The following are draft model loading parameters, which are only effective when speculative decoding is enabled.
--draft.model	[str]	No	None	Directory containing model files.
--draft.tokenizer_dir	[str]	No	None	Tokenizer path, defaults to model directory.
--draft.chat_template	[str]	No	None	Chat template configuration.
--draft.dtype	enumeration	No	half	half float16 bfloat16 float float32
--draft.kv_cache_quant	enumeration	No	no_quant	Enable KV cache quantization. Values include no_quant, int8, int4, int8_affine, int4_affine, fp8_e5m2, fp8_e4m3, mix_f852i4, mix_f843i4, mix_i8i4, mix_i4i4.
--draft.kv_cache_quant_sub_heads	int	No	1	Number of sub heads for kv cache quantization.
--draft.tokenizer_special_tokens	List	No	[]	Special tokenizer tokens.
--draft.enable_triton_mla	None	No	False	Enable Triton, otherwise use Bladnn MLA.
--draft.disable_cuda_graph	None	No	False	Enable CUDA Graph.
--cuda_graph_max_batch_size	int	No	64	Maximum batch size for CUDA Graph.
--draft.cuda_graph_batch_sizes	[List]	No	None	Batch sizes for CUDA Graph.
--draft.with_visual, --draft.nowith_visual	bool	No	True	Enable support for visual models.
--draft.use_sps, --draft.nouse_sps	bool	No	False	Enable speculative decoding.
--draft.use_lookahead, --draft.nouse_lookahead	bool	No	False	Enable LookAhead decoding parameters.
--draft.look_ahead_window_size	int	No	2	LookAhead window size.
--draft.look_ahead_gram_size	int	No	2	LookAhead n-gram size.
--draft.guess_set_size	int	No	3	LookAhead guess set size.
The following are lora-related parameters.
--max_lora_rank	int	No	16	Maximum rank value for LoRA weights.
--max_loras	int	No	2	Maximum value for LoRA.
--max_cpu_loras	int	No	None	Maximum CPU resource usage limit.
--lora_dtype	str	No	None	Specify LoRA data type.
The following are service sampling parameters. These parameters correspond to the options in service invocation parameter configuration. If you do not specify certain parameter values when making a request, the default values set during service startup will be used.
--temperature	[float]	No	None	Temperature parameter used to change the logits distribution.
--top_p	[float]	No	None	Keep the most likely tokens whose cumulative probability reaches top_p.

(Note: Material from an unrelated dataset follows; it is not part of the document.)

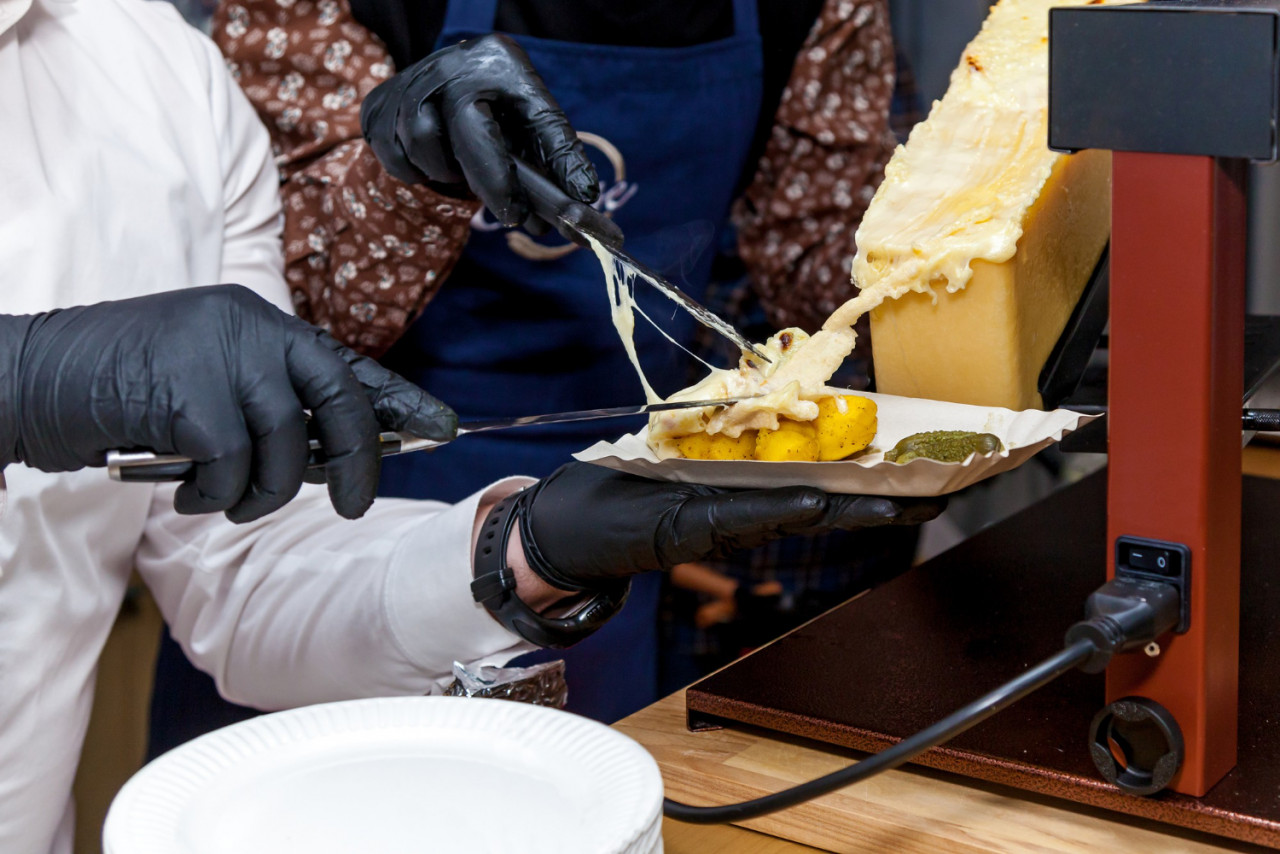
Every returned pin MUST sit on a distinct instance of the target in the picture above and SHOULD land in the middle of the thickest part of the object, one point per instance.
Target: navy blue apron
(522, 327)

--top_k	[int]	No	None	Keep the top_k tokens with the highest probability.
--cat_prompt	[bool]	No	None	Enable detokenization of output IDs with prompt IDs.

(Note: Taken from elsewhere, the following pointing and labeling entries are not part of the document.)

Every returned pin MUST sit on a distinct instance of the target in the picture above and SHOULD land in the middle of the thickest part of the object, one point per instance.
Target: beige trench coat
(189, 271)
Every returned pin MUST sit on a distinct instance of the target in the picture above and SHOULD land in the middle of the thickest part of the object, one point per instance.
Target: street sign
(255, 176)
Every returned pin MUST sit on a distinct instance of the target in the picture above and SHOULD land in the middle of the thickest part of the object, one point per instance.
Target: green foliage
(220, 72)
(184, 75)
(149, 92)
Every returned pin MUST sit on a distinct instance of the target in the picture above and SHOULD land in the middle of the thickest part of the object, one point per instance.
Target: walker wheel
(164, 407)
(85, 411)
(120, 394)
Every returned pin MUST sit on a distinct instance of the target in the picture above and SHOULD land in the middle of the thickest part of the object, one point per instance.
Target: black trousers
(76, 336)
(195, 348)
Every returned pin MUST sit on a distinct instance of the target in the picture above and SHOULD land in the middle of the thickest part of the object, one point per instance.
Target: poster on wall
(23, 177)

--repetition_penalty	[float]	No	None	Specifies the degree to which the model avoids repeating words when generating text. Higher values indicate more strict avoidance of repeated words.
--presence_penalty	[float]	No	None	Specifies the degree of penalty for tokens that appear in the original input text when generating text. Higher values make the model more focused on consistency between generated text and original text, but may reduce the diversity of generated text.

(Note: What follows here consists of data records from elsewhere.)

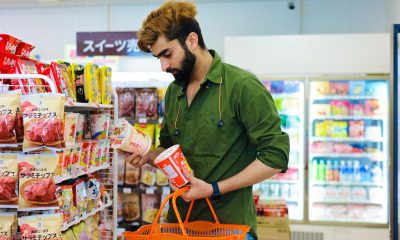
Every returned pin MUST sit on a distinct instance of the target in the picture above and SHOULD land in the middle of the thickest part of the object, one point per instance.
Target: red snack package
(8, 112)
(24, 49)
(8, 43)
(43, 121)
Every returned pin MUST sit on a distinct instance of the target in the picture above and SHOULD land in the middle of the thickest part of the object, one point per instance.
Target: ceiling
(49, 3)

--max_new_tokens	[int]	No	None	Limit the maximum number of tokens generated.
--stop_sequences	[List]	No	None	Stop generation on certain text, for example: "--stop_sequences a b c".
--stop_tokens	[List]	No	None	Stop generation on certain token IDs or token sequences, for example: "--stop_tokens 1 2 3".
--ignore_eos	[bool]	No	None	Do not stop at eos token during generation.
--skip_special_tokens	[bool]	No	None	Skip special tokens when converting token_id to token during decoding.